The latest figures show poker machine spending dropped to $680 million in 2016/17 – that's down by $112 million from a peak in spending 10 years earlier.
"With the exception of a post Global Financial Crisis rebound, we've effectively seen a year-on-year decline in poker machine spending in South Australia since 2006/07," says SACES Executive Director Michael O'Neil.
"The drop in poker machine gambling over the past financial year is the biggest we've seen in 10 years.
"Major factors that have contributed to this reduced spending include sluggish wages growth, increased pressure on household budgets, and competition from other forms of entertainment, including smartphone and gambling apps. We've also seen a maturation of the poker machine industry, meaning the novelty factor has worn off," Associate Professor O'Neil says.
"It is not possible from a state-wide review of the decline in poker machine spending to conclude that there has been a reduction in problem gambling."
The SACES gambling database breaks down poker machine gambling by each major region in the state, with 41 of the 44 designated regions experiencing a drop in spending over the past financial year.
As the major entertainment hub of the state, the Adelaide area continued to have the highest level of poker machine gambling expenditure: $1099 per adult.

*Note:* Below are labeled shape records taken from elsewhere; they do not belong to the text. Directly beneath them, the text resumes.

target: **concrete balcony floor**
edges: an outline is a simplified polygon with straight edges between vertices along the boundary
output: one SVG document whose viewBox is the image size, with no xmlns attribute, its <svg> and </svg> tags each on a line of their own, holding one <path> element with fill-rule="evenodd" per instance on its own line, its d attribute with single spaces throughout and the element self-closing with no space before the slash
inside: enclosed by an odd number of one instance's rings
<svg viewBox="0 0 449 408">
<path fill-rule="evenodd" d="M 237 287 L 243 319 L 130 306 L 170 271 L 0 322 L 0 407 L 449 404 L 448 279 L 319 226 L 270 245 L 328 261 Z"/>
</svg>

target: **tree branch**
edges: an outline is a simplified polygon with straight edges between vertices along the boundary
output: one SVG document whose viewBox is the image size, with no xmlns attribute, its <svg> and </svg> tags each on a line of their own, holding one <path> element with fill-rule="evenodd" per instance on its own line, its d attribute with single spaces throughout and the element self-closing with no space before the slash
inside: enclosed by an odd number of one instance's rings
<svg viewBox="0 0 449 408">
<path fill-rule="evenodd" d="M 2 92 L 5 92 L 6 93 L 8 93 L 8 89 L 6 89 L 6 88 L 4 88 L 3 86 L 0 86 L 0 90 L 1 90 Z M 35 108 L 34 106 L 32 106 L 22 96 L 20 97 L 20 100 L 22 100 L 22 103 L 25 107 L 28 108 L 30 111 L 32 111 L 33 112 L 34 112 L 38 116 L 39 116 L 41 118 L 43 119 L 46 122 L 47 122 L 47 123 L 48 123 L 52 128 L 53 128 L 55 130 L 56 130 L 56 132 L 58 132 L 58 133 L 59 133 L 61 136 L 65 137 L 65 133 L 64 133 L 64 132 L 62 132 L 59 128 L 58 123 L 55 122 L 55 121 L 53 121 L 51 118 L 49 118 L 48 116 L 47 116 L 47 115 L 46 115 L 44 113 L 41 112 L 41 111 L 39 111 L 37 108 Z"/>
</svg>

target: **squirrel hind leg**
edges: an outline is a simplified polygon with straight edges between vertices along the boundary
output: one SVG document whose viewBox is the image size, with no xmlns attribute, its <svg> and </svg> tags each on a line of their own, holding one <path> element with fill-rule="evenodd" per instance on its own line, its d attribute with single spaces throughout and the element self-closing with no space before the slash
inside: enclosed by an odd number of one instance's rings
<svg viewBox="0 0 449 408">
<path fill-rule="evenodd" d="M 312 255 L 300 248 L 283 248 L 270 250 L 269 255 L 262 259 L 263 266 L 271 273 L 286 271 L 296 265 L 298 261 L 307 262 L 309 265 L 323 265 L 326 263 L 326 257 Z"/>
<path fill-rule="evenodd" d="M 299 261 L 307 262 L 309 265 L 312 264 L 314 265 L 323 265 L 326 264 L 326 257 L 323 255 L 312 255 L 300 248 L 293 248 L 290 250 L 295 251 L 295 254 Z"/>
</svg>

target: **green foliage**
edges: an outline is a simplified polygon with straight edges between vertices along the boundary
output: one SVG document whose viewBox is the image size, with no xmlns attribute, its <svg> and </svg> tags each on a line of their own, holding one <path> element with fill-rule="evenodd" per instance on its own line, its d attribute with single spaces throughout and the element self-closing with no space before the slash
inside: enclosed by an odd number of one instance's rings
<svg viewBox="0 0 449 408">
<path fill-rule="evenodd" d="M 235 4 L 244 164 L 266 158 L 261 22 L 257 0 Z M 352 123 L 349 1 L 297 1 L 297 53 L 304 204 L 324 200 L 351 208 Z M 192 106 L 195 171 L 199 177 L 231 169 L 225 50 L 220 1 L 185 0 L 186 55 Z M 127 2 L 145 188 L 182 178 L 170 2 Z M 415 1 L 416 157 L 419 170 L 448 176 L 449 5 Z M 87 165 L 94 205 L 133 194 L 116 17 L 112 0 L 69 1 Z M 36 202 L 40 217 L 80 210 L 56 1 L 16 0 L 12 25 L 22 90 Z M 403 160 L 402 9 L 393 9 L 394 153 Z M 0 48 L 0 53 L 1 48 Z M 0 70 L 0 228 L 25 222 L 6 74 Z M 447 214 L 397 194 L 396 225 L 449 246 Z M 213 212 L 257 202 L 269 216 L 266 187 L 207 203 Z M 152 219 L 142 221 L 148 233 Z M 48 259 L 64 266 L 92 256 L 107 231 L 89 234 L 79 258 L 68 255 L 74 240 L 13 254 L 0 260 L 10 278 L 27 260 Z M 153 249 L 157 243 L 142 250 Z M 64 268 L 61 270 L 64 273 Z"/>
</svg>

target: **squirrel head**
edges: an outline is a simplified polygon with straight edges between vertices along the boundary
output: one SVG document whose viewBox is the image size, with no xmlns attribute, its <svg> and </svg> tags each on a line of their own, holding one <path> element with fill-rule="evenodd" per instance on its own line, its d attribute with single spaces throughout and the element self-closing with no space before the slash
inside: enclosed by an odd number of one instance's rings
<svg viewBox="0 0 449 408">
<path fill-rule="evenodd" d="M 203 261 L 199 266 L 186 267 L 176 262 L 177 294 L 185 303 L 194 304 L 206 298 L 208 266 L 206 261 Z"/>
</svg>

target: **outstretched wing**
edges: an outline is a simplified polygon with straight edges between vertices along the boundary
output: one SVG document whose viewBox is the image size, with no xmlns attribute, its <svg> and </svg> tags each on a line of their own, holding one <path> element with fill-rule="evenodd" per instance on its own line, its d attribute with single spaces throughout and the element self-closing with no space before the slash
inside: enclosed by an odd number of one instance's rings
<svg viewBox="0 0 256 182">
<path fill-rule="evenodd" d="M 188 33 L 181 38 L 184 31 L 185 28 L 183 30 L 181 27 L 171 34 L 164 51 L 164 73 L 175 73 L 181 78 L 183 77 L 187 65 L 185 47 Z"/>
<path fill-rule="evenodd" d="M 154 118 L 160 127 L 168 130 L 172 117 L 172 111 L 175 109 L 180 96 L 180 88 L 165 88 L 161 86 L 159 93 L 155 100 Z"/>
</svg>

This is followed by Norwood, Payneham and St Peters, with $1021 in poker machine gambling per adult.
Port Augusta ($927 per adult), Whyalla ($810), Port Lincoln ($774) and Gawler ($751) are the next highest poker machine spenders in the state.
The lowest poker machine spending can be found in the regional council of Goyder in the mid north of the state ($114 per adult), and in other northern areas.
By 30 June 2017 there was an average of nine poker machines per 1000 South Australian adults, down from a peak of almost 13 machines per 1000 adults in 2003.
Associate Professor O'Neil says: "Regional areas figure prominently in the large declines in poker machine gambling. This may reflect factors such as weak population growth or decline, and the impact of the mining downturn."
A full commentary on the latest gambling database findings is now published online on the SA Centre for Economic Studies' Economic Policy Forum.